The film really has three stars: the titular monster, of which we see very little; a one-man submarine, of which we get slightly more screen time than the monster; and star Anne Kimbell who plays Julie Blair– a marketing illustrator on vacation in a quaint South American village, only to find herself dealing with a sea monster spawned by the radioactive fallout from the Bikini Atoll testing in 1946, a conspiracy to sacrifice her to said monster, and the condescending affections of a marine biologist who is about as square and bland as a saltine cracker. 

Blair meets marine biologist Steve Dunning (Stuart Wade) while swimming off the cove of the little village she's staying in. Shortly after hearing a story relayed from a young boy about the death of his father at the hands of "the devil" who haunts the cove, our heroine finds herself pursued by a shape beneath the waves. It turns out to be a small, one-man submersible craft piloted by Dunning, which initially spooks and irritates Julie, but sets in motion the obvious romantic angle of the picture. Supposedly the entire premise of the film was built upon Corman reading an article about the miniature sub, and getting the company producing it to supply one for filming in exchange for the publicity of building a movie around it. 


Julie (Anne Kimbell) meets Stuart (Steve Dunning).


Learning that Steve is a marine biologist, Julie picks his brain about the likelihood of a monster living in the ocean in the area. An idea to which Steve is instantly dismissive. After an abalone diver's suit is recovered sans-diver, apparently somehow having been sucked right through the aperture of the diving helmet, and a local woman's dog vanishes, leaving leash and collar intact, Julie begins to believe that something is going on, and decides that it's up to her to find out what.

Analyzing the social themes broached in a movie like Monster From The Ocean Floor may seem like an extremely silly exercise, but there are some interesting threads woven into the picture. The hero of the story isn't the virile male scientist whose dialog seems lifted straight from a classroom educational short, but the persistent Julie, willing to fend off sharks with a knife to get to the bottom of the mystery. Secondly, we see the struggle of indigenous characters dealing with the modernization of their culture, old ideas and traditions being treated as the out-of-date superstitions of their forefathers, and the younger generations finding themselves struggling with the responsibility between maintaining their cultural heritage, while adapting to a modern sense of reason; this is primarily displayed by the character Pablo, portrayed by director Wyott Ordung doing double duty both behind and in front of the camera. Then, of course, the whole atomic-bombs-make-mutant-terrors theme, which, really, is the focal point of the picture's 64 minute running time.

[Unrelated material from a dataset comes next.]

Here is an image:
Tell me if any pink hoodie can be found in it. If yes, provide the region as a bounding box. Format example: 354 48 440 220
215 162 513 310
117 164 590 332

One of many underwater fear reaction sequences by Julie.


Eventually we learn that the killer creature isn't a shark or an octopus, as red herrings might have us believe, initially, but a giant amoeba of some sort that absorbs flesh as a plant would sunlight. There is a showdown between mini sub and monster, and, finally, after its questionable demise, our couple get to snuggle in front of a sunset. 


Blurry but accounted for, the titular monster.

Despite all of the potential reasons for me to not like the film–the textbook filler dialog, the sparse use of the titular monster, the optical effects utilized to obscure the monster once we do get to see it–I still find it a charming b-picture. The stop motion animation battle between our walking eyeball and a scale model mini sub, the underwater photography, the determination of the heroine, all seem to lacquer over the rough spots for me. I understand that that won't be the case for everyone, but I do believe the picture is worth a viewing for those curious.


Pablo (director Ordung) and Julie (Anne Kimbell).


It could also be charm by association, since the director of the film Wyatt Ordung also wrote the story for one of my personal favorite 1950s sci-fi movies, 1957's First Man Into Space. Not a so-called Grade Z picture by any means, Monster From The Ocean Floor is a perfectly enjoyable popcorn picture that would serve well in a '50s creature double feature!